About Zero Sign-on with MobileIron Access

Zero Sign-on provides secure passwordless access to enterprise cloud resources.

The following provides additional information about Zero Sign-on with MobileIron Access:

Required components for Zero Sign-on

Deploying Zero Sign-on with MobileIron Access requires that the following components are set up:

  • MobileIron Access deployment with a MobileIron unified endpoint management (UEM) platform. The MobileIron UEM platforms are: MobileIron Cloud, MobileIron Core, or MobileIron Connected Cloud.

    An Access deployment includes the following:

    • MobileIron Tunnel configuration with Access enabled.
    • MobileIron Tunnel deployed to devices.
  • iOS, Android, Windows 10, or macOS devices devices managed by MobileIron UEM.

  • MobileIron UEM client. The MobileIron UEM clients are: MobileIron Go for Cloud or Mobile@Work for Core.

See the MobileIron Access Release Notes for supported versions.

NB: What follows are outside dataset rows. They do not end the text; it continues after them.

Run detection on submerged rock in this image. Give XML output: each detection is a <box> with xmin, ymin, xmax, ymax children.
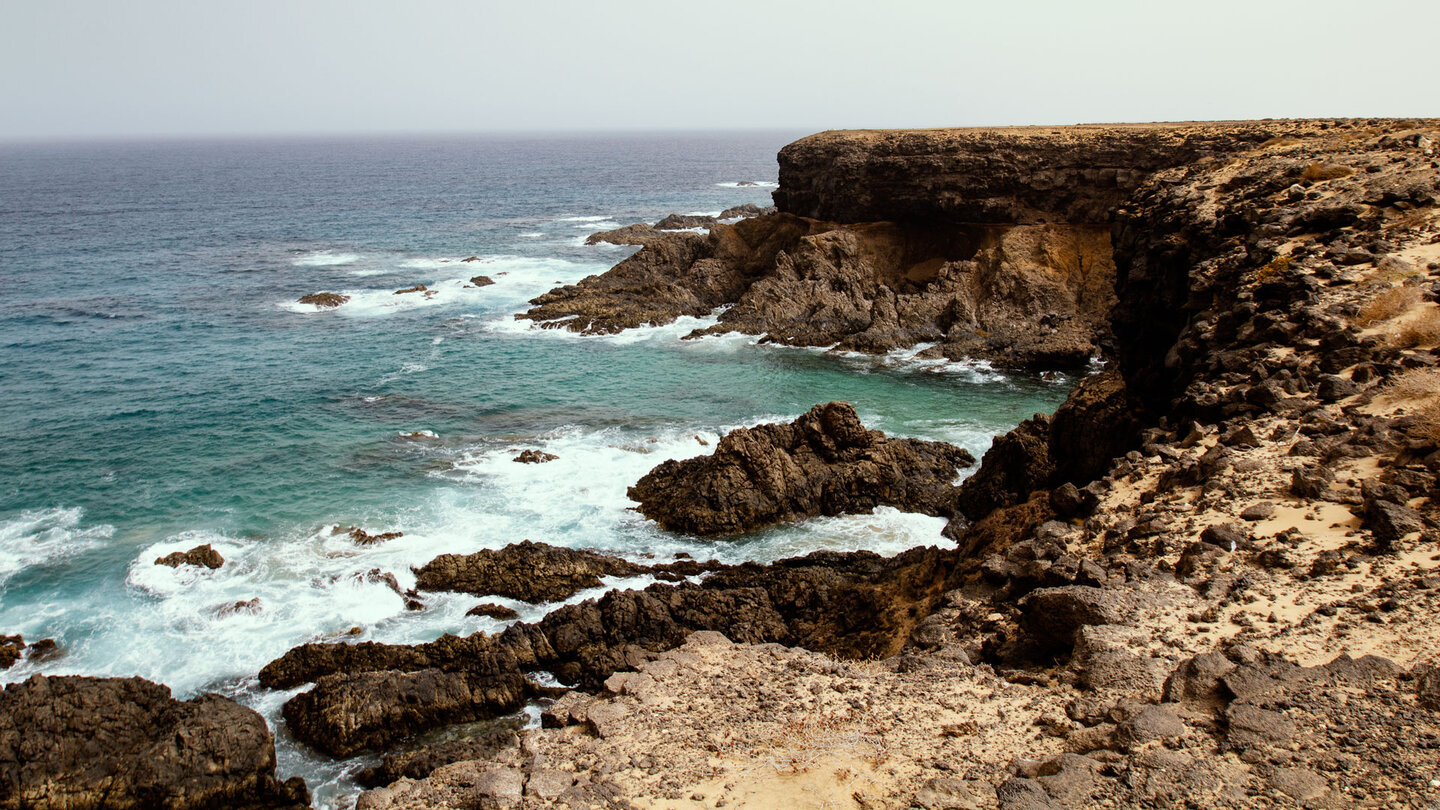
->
<box><xmin>0</xmin><ymin>636</ymin><xmax>24</xmax><ymax>669</ymax></box>
<box><xmin>156</xmin><ymin>543</ymin><xmax>225</xmax><ymax>571</ymax></box>
<box><xmin>259</xmin><ymin>548</ymin><xmax>953</xmax><ymax>752</ymax></box>
<box><xmin>300</xmin><ymin>293</ymin><xmax>350</xmax><ymax>310</ymax></box>
<box><xmin>511</xmin><ymin>450</ymin><xmax>559</xmax><ymax>464</ymax></box>
<box><xmin>333</xmin><ymin>526</ymin><xmax>405</xmax><ymax>546</ymax></box>
<box><xmin>628</xmin><ymin>402</ymin><xmax>975</xmax><ymax>535</ymax></box>
<box><xmin>465</xmin><ymin>602</ymin><xmax>520</xmax><ymax>621</ymax></box>
<box><xmin>0</xmin><ymin>675</ymin><xmax>310</xmax><ymax>810</ymax></box>
<box><xmin>284</xmin><ymin>669</ymin><xmax>531</xmax><ymax>757</ymax></box>
<box><xmin>415</xmin><ymin>540</ymin><xmax>648</xmax><ymax>602</ymax></box>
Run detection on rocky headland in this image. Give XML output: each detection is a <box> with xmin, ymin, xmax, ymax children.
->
<box><xmin>14</xmin><ymin>120</ymin><xmax>1440</xmax><ymax>810</ymax></box>
<box><xmin>348</xmin><ymin>121</ymin><xmax>1440</xmax><ymax>809</ymax></box>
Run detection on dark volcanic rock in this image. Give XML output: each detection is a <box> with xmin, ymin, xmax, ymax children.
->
<box><xmin>334</xmin><ymin>526</ymin><xmax>405</xmax><ymax>546</ymax></box>
<box><xmin>628</xmin><ymin>402</ymin><xmax>975</xmax><ymax>535</ymax></box>
<box><xmin>0</xmin><ymin>636</ymin><xmax>24</xmax><ymax>669</ymax></box>
<box><xmin>300</xmin><ymin>293</ymin><xmax>350</xmax><ymax>310</ymax></box>
<box><xmin>357</xmin><ymin>721</ymin><xmax>520</xmax><ymax>787</ymax></box>
<box><xmin>1020</xmin><ymin>585</ymin><xmax>1135</xmax><ymax>650</ymax></box>
<box><xmin>261</xmin><ymin>548</ymin><xmax>955</xmax><ymax>751</ymax></box>
<box><xmin>0</xmin><ymin>675</ymin><xmax>310</xmax><ymax>810</ymax></box>
<box><xmin>956</xmin><ymin>414</ymin><xmax>1056</xmax><ymax>520</ymax></box>
<box><xmin>511</xmin><ymin>448</ymin><xmax>559</xmax><ymax>464</ymax></box>
<box><xmin>284</xmin><ymin>669</ymin><xmax>531</xmax><ymax>757</ymax></box>
<box><xmin>156</xmin><ymin>543</ymin><xmax>225</xmax><ymax>571</ymax></box>
<box><xmin>465</xmin><ymin>602</ymin><xmax>520</xmax><ymax>621</ymax></box>
<box><xmin>415</xmin><ymin>540</ymin><xmax>648</xmax><ymax>602</ymax></box>
<box><xmin>775</xmin><ymin>123</ymin><xmax>1273</xmax><ymax>225</ymax></box>
<box><xmin>521</xmin><ymin>213</ymin><xmax>1115</xmax><ymax>368</ymax></box>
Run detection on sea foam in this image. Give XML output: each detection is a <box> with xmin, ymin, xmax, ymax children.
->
<box><xmin>0</xmin><ymin>507</ymin><xmax>115</xmax><ymax>585</ymax></box>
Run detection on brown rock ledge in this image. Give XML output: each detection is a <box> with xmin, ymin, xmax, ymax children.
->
<box><xmin>0</xmin><ymin>675</ymin><xmax>310</xmax><ymax>810</ymax></box>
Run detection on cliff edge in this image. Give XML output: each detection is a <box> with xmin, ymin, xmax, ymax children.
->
<box><xmin>315</xmin><ymin>120</ymin><xmax>1440</xmax><ymax>810</ymax></box>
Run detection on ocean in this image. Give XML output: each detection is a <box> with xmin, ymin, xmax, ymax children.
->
<box><xmin>0</xmin><ymin>133</ymin><xmax>1074</xmax><ymax>807</ymax></box>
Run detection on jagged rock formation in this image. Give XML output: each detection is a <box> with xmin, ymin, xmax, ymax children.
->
<box><xmin>270</xmin><ymin>121</ymin><xmax>1440</xmax><ymax>809</ymax></box>
<box><xmin>415</xmin><ymin>540</ymin><xmax>645</xmax><ymax>602</ymax></box>
<box><xmin>0</xmin><ymin>675</ymin><xmax>310</xmax><ymax>810</ymax></box>
<box><xmin>156</xmin><ymin>543</ymin><xmax>225</xmax><ymax>571</ymax></box>
<box><xmin>775</xmin><ymin>121</ymin><xmax>1287</xmax><ymax>225</ymax></box>
<box><xmin>259</xmin><ymin>549</ymin><xmax>950</xmax><ymax>755</ymax></box>
<box><xmin>524</xmin><ymin>213</ymin><xmax>1115</xmax><ymax>368</ymax></box>
<box><xmin>628</xmin><ymin>402</ymin><xmax>975</xmax><ymax>535</ymax></box>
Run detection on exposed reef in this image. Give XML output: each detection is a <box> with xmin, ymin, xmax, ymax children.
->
<box><xmin>629</xmin><ymin>402</ymin><xmax>975</xmax><ymax>535</ymax></box>
<box><xmin>0</xmin><ymin>675</ymin><xmax>310</xmax><ymax>810</ymax></box>
<box><xmin>16</xmin><ymin>120</ymin><xmax>1440</xmax><ymax>810</ymax></box>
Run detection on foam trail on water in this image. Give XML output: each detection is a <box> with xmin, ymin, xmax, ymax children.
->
<box><xmin>0</xmin><ymin>507</ymin><xmax>115</xmax><ymax>585</ymax></box>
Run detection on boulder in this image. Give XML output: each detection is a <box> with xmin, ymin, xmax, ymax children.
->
<box><xmin>415</xmin><ymin>540</ymin><xmax>648</xmax><ymax>602</ymax></box>
<box><xmin>156</xmin><ymin>543</ymin><xmax>225</xmax><ymax>571</ymax></box>
<box><xmin>331</xmin><ymin>526</ymin><xmax>405</xmax><ymax>546</ymax></box>
<box><xmin>1020</xmin><ymin>585</ymin><xmax>1135</xmax><ymax>650</ymax></box>
<box><xmin>511</xmin><ymin>450</ymin><xmax>559</xmax><ymax>464</ymax></box>
<box><xmin>0</xmin><ymin>675</ymin><xmax>310</xmax><ymax>810</ymax></box>
<box><xmin>628</xmin><ymin>402</ymin><xmax>973</xmax><ymax>535</ymax></box>
<box><xmin>465</xmin><ymin>602</ymin><xmax>520</xmax><ymax>621</ymax></box>
<box><xmin>0</xmin><ymin>636</ymin><xmax>24</xmax><ymax>669</ymax></box>
<box><xmin>282</xmin><ymin>669</ymin><xmax>531</xmax><ymax>757</ymax></box>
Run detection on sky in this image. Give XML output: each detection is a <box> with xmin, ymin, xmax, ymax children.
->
<box><xmin>0</xmin><ymin>0</ymin><xmax>1440</xmax><ymax>140</ymax></box>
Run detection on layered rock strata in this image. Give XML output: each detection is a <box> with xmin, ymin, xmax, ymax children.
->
<box><xmin>0</xmin><ymin>675</ymin><xmax>310</xmax><ymax>810</ymax></box>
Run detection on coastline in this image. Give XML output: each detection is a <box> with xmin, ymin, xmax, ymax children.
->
<box><xmin>2</xmin><ymin>121</ymin><xmax>1440</xmax><ymax>810</ymax></box>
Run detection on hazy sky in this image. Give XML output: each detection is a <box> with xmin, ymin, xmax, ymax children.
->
<box><xmin>0</xmin><ymin>0</ymin><xmax>1440</xmax><ymax>140</ymax></box>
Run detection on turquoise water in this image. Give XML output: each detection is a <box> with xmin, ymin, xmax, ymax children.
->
<box><xmin>0</xmin><ymin>133</ymin><xmax>1073</xmax><ymax>804</ymax></box>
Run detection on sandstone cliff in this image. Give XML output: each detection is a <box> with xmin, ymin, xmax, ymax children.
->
<box><xmin>295</xmin><ymin>121</ymin><xmax>1440</xmax><ymax>810</ymax></box>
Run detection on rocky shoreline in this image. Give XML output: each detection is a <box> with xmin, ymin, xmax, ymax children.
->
<box><xmin>11</xmin><ymin>120</ymin><xmax>1440</xmax><ymax>810</ymax></box>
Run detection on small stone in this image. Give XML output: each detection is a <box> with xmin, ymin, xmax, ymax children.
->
<box><xmin>1240</xmin><ymin>500</ymin><xmax>1274</xmax><ymax>522</ymax></box>
<box><xmin>586</xmin><ymin>702</ymin><xmax>626</xmax><ymax>736</ymax></box>
<box><xmin>526</xmin><ymin>768</ymin><xmax>575</xmax><ymax>800</ymax></box>
<box><xmin>1200</xmin><ymin>523</ymin><xmax>1250</xmax><ymax>552</ymax></box>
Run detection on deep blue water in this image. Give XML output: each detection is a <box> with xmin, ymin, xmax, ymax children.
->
<box><xmin>0</xmin><ymin>133</ymin><xmax>1070</xmax><ymax>801</ymax></box>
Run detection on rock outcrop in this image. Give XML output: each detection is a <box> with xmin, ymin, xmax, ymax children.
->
<box><xmin>415</xmin><ymin>540</ymin><xmax>648</xmax><ymax>602</ymax></box>
<box><xmin>156</xmin><ymin>543</ymin><xmax>225</xmax><ymax>571</ymax></box>
<box><xmin>259</xmin><ymin>549</ymin><xmax>952</xmax><ymax>755</ymax></box>
<box><xmin>628</xmin><ymin>402</ymin><xmax>975</xmax><ymax>535</ymax></box>
<box><xmin>524</xmin><ymin>213</ymin><xmax>1115</xmax><ymax>368</ymax></box>
<box><xmin>0</xmin><ymin>675</ymin><xmax>310</xmax><ymax>810</ymax></box>
<box><xmin>270</xmin><ymin>120</ymin><xmax>1440</xmax><ymax>810</ymax></box>
<box><xmin>300</xmin><ymin>293</ymin><xmax>350</xmax><ymax>310</ymax></box>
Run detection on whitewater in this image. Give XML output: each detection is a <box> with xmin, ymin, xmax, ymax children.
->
<box><xmin>0</xmin><ymin>133</ymin><xmax>1074</xmax><ymax>807</ymax></box>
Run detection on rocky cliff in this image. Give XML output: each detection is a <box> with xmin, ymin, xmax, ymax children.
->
<box><xmin>331</xmin><ymin>121</ymin><xmax>1440</xmax><ymax>809</ymax></box>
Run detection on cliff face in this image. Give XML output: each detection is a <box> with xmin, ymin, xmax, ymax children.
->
<box><xmin>775</xmin><ymin>121</ymin><xmax>1280</xmax><ymax>225</ymax></box>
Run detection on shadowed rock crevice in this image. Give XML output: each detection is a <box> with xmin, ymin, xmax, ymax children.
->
<box><xmin>0</xmin><ymin>675</ymin><xmax>310</xmax><ymax>810</ymax></box>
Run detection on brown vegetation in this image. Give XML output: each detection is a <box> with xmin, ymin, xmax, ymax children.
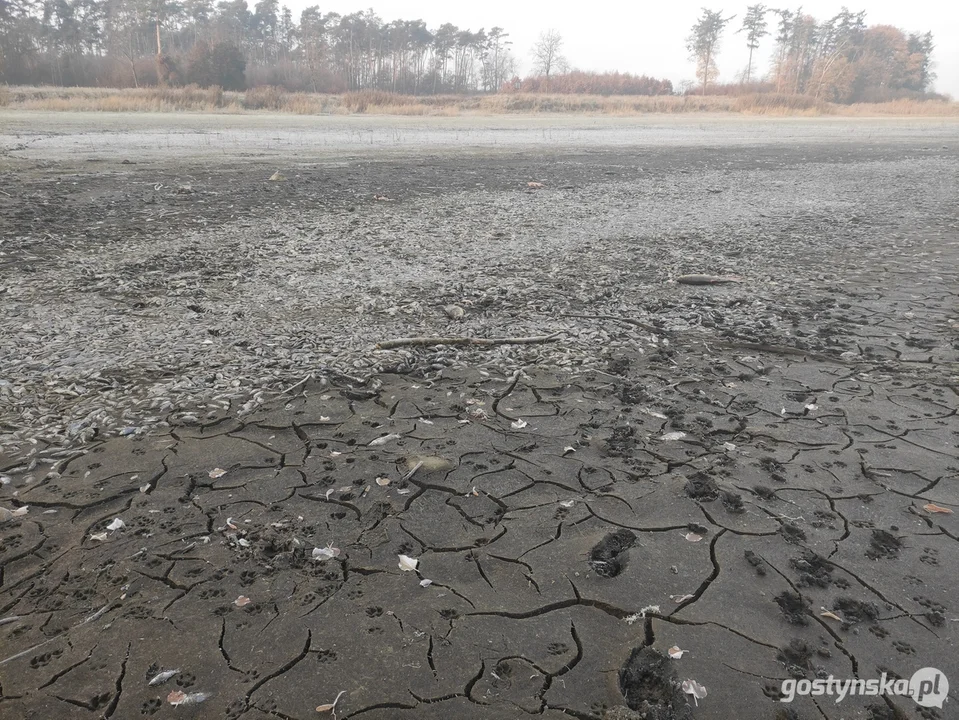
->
<box><xmin>0</xmin><ymin>85</ymin><xmax>959</xmax><ymax>117</ymax></box>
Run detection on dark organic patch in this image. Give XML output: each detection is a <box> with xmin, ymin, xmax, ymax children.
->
<box><xmin>775</xmin><ymin>590</ymin><xmax>810</xmax><ymax>625</ymax></box>
<box><xmin>619</xmin><ymin>647</ymin><xmax>693</xmax><ymax>720</ymax></box>
<box><xmin>779</xmin><ymin>522</ymin><xmax>806</xmax><ymax>545</ymax></box>
<box><xmin>789</xmin><ymin>550</ymin><xmax>833</xmax><ymax>588</ymax></box>
<box><xmin>743</xmin><ymin>550</ymin><xmax>766</xmax><ymax>577</ymax></box>
<box><xmin>866</xmin><ymin>529</ymin><xmax>902</xmax><ymax>560</ymax></box>
<box><xmin>720</xmin><ymin>490</ymin><xmax>746</xmax><ymax>514</ymax></box>
<box><xmin>606</xmin><ymin>425</ymin><xmax>636</xmax><ymax>457</ymax></box>
<box><xmin>686</xmin><ymin>472</ymin><xmax>719</xmax><ymax>502</ymax></box>
<box><xmin>776</xmin><ymin>638</ymin><xmax>814</xmax><ymax>677</ymax></box>
<box><xmin>589</xmin><ymin>530</ymin><xmax>636</xmax><ymax>577</ymax></box>
<box><xmin>753</xmin><ymin>485</ymin><xmax>776</xmax><ymax>500</ymax></box>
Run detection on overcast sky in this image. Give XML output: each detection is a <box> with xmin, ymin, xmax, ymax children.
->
<box><xmin>282</xmin><ymin>0</ymin><xmax>959</xmax><ymax>99</ymax></box>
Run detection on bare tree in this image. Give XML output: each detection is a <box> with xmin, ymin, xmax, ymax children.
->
<box><xmin>736</xmin><ymin>4</ymin><xmax>769</xmax><ymax>83</ymax></box>
<box><xmin>686</xmin><ymin>8</ymin><xmax>736</xmax><ymax>95</ymax></box>
<box><xmin>532</xmin><ymin>30</ymin><xmax>569</xmax><ymax>92</ymax></box>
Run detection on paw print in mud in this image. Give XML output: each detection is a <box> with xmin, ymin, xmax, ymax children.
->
<box><xmin>30</xmin><ymin>650</ymin><xmax>63</xmax><ymax>670</ymax></box>
<box><xmin>140</xmin><ymin>698</ymin><xmax>163</xmax><ymax>715</ymax></box>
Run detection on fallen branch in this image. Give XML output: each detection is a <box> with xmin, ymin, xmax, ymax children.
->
<box><xmin>376</xmin><ymin>332</ymin><xmax>562</xmax><ymax>350</ymax></box>
<box><xmin>560</xmin><ymin>313</ymin><xmax>672</xmax><ymax>337</ymax></box>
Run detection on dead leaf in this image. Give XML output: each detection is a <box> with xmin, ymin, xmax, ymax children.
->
<box><xmin>313</xmin><ymin>543</ymin><xmax>340</xmax><ymax>562</ymax></box>
<box><xmin>398</xmin><ymin>555</ymin><xmax>420</xmax><ymax>572</ymax></box>
<box><xmin>683</xmin><ymin>680</ymin><xmax>706</xmax><ymax>707</ymax></box>
<box><xmin>316</xmin><ymin>690</ymin><xmax>346</xmax><ymax>712</ymax></box>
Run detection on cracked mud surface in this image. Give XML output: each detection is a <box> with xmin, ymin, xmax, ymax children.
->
<box><xmin>0</xmin><ymin>115</ymin><xmax>959</xmax><ymax>720</ymax></box>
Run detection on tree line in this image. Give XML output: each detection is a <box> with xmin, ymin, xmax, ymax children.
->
<box><xmin>0</xmin><ymin>0</ymin><xmax>515</xmax><ymax>94</ymax></box>
<box><xmin>0</xmin><ymin>0</ymin><xmax>935</xmax><ymax>102</ymax></box>
<box><xmin>686</xmin><ymin>4</ymin><xmax>935</xmax><ymax>103</ymax></box>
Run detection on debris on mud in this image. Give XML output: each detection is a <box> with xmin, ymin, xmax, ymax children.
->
<box><xmin>589</xmin><ymin>530</ymin><xmax>636</xmax><ymax>578</ymax></box>
<box><xmin>619</xmin><ymin>647</ymin><xmax>693</xmax><ymax>720</ymax></box>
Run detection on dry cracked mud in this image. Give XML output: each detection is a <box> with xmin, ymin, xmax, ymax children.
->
<box><xmin>0</xmin><ymin>115</ymin><xmax>959</xmax><ymax>720</ymax></box>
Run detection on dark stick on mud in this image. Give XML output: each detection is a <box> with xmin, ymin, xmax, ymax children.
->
<box><xmin>376</xmin><ymin>332</ymin><xmax>562</xmax><ymax>350</ymax></box>
<box><xmin>560</xmin><ymin>313</ymin><xmax>672</xmax><ymax>337</ymax></box>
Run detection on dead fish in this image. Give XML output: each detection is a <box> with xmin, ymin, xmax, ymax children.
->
<box><xmin>147</xmin><ymin>669</ymin><xmax>180</xmax><ymax>687</ymax></box>
<box><xmin>0</xmin><ymin>505</ymin><xmax>30</xmax><ymax>523</ymax></box>
<box><xmin>167</xmin><ymin>690</ymin><xmax>210</xmax><ymax>707</ymax></box>
<box><xmin>402</xmin><ymin>455</ymin><xmax>453</xmax><ymax>473</ymax></box>
<box><xmin>676</xmin><ymin>275</ymin><xmax>742</xmax><ymax>285</ymax></box>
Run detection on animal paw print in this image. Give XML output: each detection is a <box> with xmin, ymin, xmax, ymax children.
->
<box><xmin>316</xmin><ymin>650</ymin><xmax>336</xmax><ymax>663</ymax></box>
<box><xmin>226</xmin><ymin>700</ymin><xmax>246</xmax><ymax>720</ymax></box>
<box><xmin>176</xmin><ymin>673</ymin><xmax>196</xmax><ymax>687</ymax></box>
<box><xmin>30</xmin><ymin>650</ymin><xmax>63</xmax><ymax>670</ymax></box>
<box><xmin>140</xmin><ymin>698</ymin><xmax>163</xmax><ymax>715</ymax></box>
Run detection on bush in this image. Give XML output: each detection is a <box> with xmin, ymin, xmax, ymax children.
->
<box><xmin>186</xmin><ymin>42</ymin><xmax>246</xmax><ymax>90</ymax></box>
<box><xmin>243</xmin><ymin>85</ymin><xmax>287</xmax><ymax>110</ymax></box>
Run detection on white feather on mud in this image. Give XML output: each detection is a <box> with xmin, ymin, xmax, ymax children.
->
<box><xmin>147</xmin><ymin>668</ymin><xmax>180</xmax><ymax>687</ymax></box>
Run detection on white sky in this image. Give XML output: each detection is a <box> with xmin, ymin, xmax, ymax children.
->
<box><xmin>282</xmin><ymin>0</ymin><xmax>959</xmax><ymax>99</ymax></box>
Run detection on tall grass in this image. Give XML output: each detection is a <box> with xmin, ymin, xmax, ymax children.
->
<box><xmin>0</xmin><ymin>85</ymin><xmax>959</xmax><ymax>117</ymax></box>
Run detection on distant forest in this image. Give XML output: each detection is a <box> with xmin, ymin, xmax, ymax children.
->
<box><xmin>0</xmin><ymin>0</ymin><xmax>934</xmax><ymax>102</ymax></box>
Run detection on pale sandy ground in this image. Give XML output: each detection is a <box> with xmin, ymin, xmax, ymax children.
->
<box><xmin>0</xmin><ymin>111</ymin><xmax>959</xmax><ymax>164</ymax></box>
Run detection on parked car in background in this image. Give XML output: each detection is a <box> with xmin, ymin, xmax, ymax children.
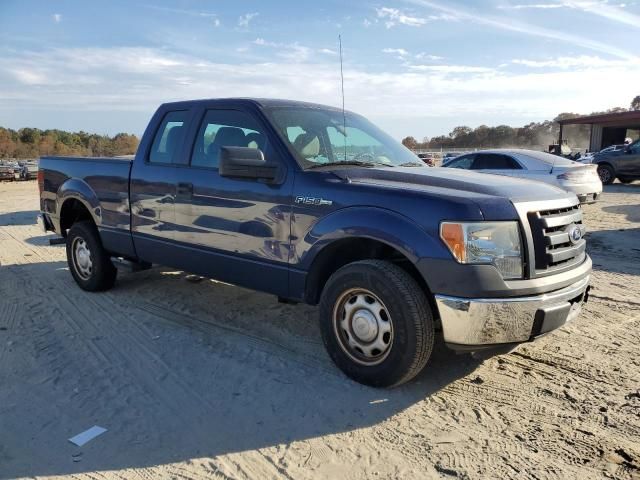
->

Use cases for Zero Sign-on

Zero Sign-on allows users password less access to enterprise cloud services. The following describes the use cases that are enabled when you configure Zero Sign-on:

  • Password less access from managed devices: Users accessing an enterprise cloud service provider (SP) from a managed device are automatically authenticated using certificate-based single sign-on. Users do not need to enter their username and password.
  • Password less access from unmanaged devices: Users accessing an enterprise cloud service provider (SP) from an unmanaged device are presented with a QR code. Scanning the QR code with their managed device authenticates the user and allows access from the unmanaged device. Users scan the QR code using the MobileIron client and the native camera on the managed device. Users do not need to enter their username and password. Users have the following additional options for subsequent log in:
    • Enable push notifications. A push notification is sent to the managed device on subsequent log in from the unmanaged device if the "remember me" option is selected.
      When a user tries to log in from the desktop browser, a push notification is sent to all the active devices. When the user allows push notification on any one of the appropriate device, access is granted to the user. However, on all other devices, the push notifications become invalid.

    • Alternately, users can use the MobileIron client on their managed device to generate a one-time passcode (OTP). OTP allows users to access cloud services from the unmanaged device even when the MobileIron client does not have access to the Internet.

Considerations for Zero Sign-on

Consider the UEM and client support described in the following table:

Table 1. MobileIron UEM and client support

MobileIron UEM

MobileIron Client

Feature supported

MobileIron Cloud

MobileIron Go for iOS

QR code, push notifications, OTP

MobileIron Go for Android and Android enterprise

QR code, push notifications, OTP

MobileIron Core

Mobile@Work for iOS

QR code, push notifications, OTP

Mobile@Work for Android and Android enterprise

QR code, push notifications, OTP

Zero Sign-on authentication flow

The following describes the authentication flow from an unmanaged device using Zero Sign-on.

Figure 1. Zero Sign-on authentication flow


1. User requests access to a cloud service from an unmanaged device, such as a desktop.
2. The cloud service redirects user to the configured identity provider (IdP)to authenticate. Since Access is the configured IdP, the request is redirected to Access.
3. Access generates and presents a QR code to the user.
4. The user scans the QR code with a MobileIron managed mobile device to approve the login.
5. Access generates a new SAML response to redirect to the original SP. The original SP obtains the user identity from the SAML response and presents the personalized screen to the user.